Have you ever seen an adult without your cultural baggage approach a doorknob for the first time? They'll start by pulling it, then pushing it. There's nothing "intuitive" about turning a round doorknob. But you've been trained, so you don't even notice.

"...but Apple, but the iphone", the iPhone was never "easy to use" or "intuitive". They bombarded TV with training videos disguised as ads for 6 months pre-release.

"You just point and click and drag everyone knows that" you spent hundreds of hours training to "just" point and click and drag, but you didn't call it training, you called it solitaire and minesweeper.

You practised.

Today, if we want a better user interface for any computing - and I think we do, and it's possible - we have two choices. Entirely 100% new - clean-break, fresh-start new - tech or to acknowledge and own that we're going to spend some time fighting reflexes honed over decades.

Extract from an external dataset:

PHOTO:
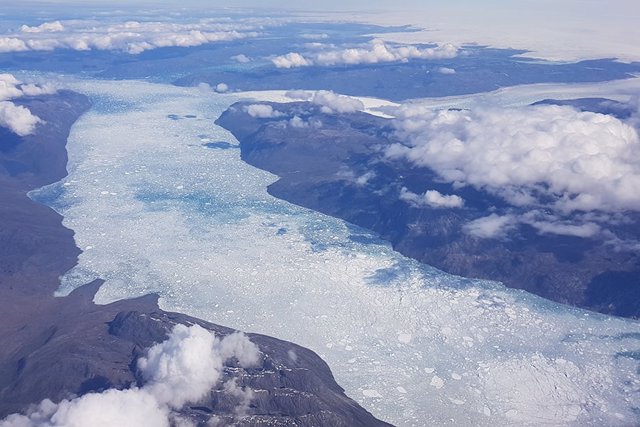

@mhoye Anyone who thinks "just drag" is intuitive has never tried to help an 85 year old do it. Weak muscles, shaky arms, sticky old mouse, a bit of a tremor... it's actually _very_ hard to describe the motion they need to make and then all of that!
@aredridel @mhoye we've had so much trouble at work trying to make sure our shiny drag-and-drop list editor works for people who can't drag. there are so many things you need to think of and end up building twice if you really want an inclusive product
@andrewt @aredridel If you don't have a lot of cultural bench depth among the people in the room at the earliest stages of some product's life, people who feel safe and empowered to speak up, then an awful lot of your design and iteration process is going to end up wasted.